LOCATION INFORMATION: St. Paul, Minnesota
St. Paul is located in Ramsey County, Minnesota. It has a population of over 279,590, which has shrunk by 2.6% in the past ten years. The cost of living index in St. Paul, 99, is near the national average. New single-family homes in St. Paul are valued at $213,300 on average, which is well below the state average. In 2008, thirty new homes were built in St. Paul, down from seventy-four the previous year.
The three most popular industries for women in St. Paul are educational services, health care, and finance and insurance. For men, it is educational services, professional, scientific, and technical services, and construction. The average commute to work is about 21 minutes. More than 32.0% of St. Paul residents have a bachelor's degree, which is higher than the state average. The percentage of residents with a graduate degree, 12.0%, is higher than the state average.
The unemployment rate in St. Paul is 7.4%, which is greater than Minnesota's average of 7.0%.

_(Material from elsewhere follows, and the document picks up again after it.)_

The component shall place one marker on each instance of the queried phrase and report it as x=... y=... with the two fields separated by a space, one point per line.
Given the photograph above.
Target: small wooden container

The percentage of St. Paul residents that are affiliated with a religious congregation, 61.3%, is more than both the national and state average. Zion Church, Convent of the Visitation and Saint Paul Cathedral are some of the churches located in St. Paul. The most prominent religious groups are the Catholic Church, the Evangelical Lutheran Church in America and the Baptist General Conference.
St. Paul is home to the Saint Paul Orphange and the Wilder Center as well as Terrace Park and East View Playground.